The decision of the court
The court did not limit itself to the strict definitions of the words “commercial” and “industrial” found in the declaration. Instead, the court relied on the principles of proportionality, equity and fairness. The court also relied on the fact that the declaration provided that each owner was to “pay to the Corporation his proportionateshare of the common expenses”. In interpreting this, the court relied on a decision of the Court of Appeal, which dictated that courts should adopt a broad and equitable approach in resolving condominium disputes and should interpret the declaration in a fair and equitable manner. In this other case (YRCC 771 v. Year Full Investment), the Court of Appeal had ruled that excessive usage by a unit owner is not to be included in common expenses, but should be the responsibility of the owner.

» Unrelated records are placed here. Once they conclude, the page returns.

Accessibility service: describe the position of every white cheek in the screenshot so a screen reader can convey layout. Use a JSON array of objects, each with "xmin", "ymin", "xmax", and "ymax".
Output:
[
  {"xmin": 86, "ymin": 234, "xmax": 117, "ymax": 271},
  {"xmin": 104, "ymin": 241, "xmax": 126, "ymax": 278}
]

In the case at hand, the judge ruled in favor of the corporation:
I accept, without hesitation, that Mr. Truman’s use of water was disproportionate to the allotted 5.13% share of common expenses and in the result, inequitable and unfair, not only to the [corporation], but to the other nineteen unit owners. In effect his cultivation of medical marihuana was being subsidized.In conclusion
Boards and management should always carefully monitor their corporation’s consumption of public utilities. When facing an abnormal increase, the issue should be promptly investigated, especially when the units are not individually metered. By acting diligently and in a timely manner, the corporation may identify a structural problem with the common elements and mitigate its damages before it is too late. In case of excessive usage, the corporation should gather evidence and properly measure the disproportionate use. The corporation should identify the faulty owner and take the required steps to recoup the additional cost from him or her. If the owner is not cooperating, management should not hesitate to involve legal counsel.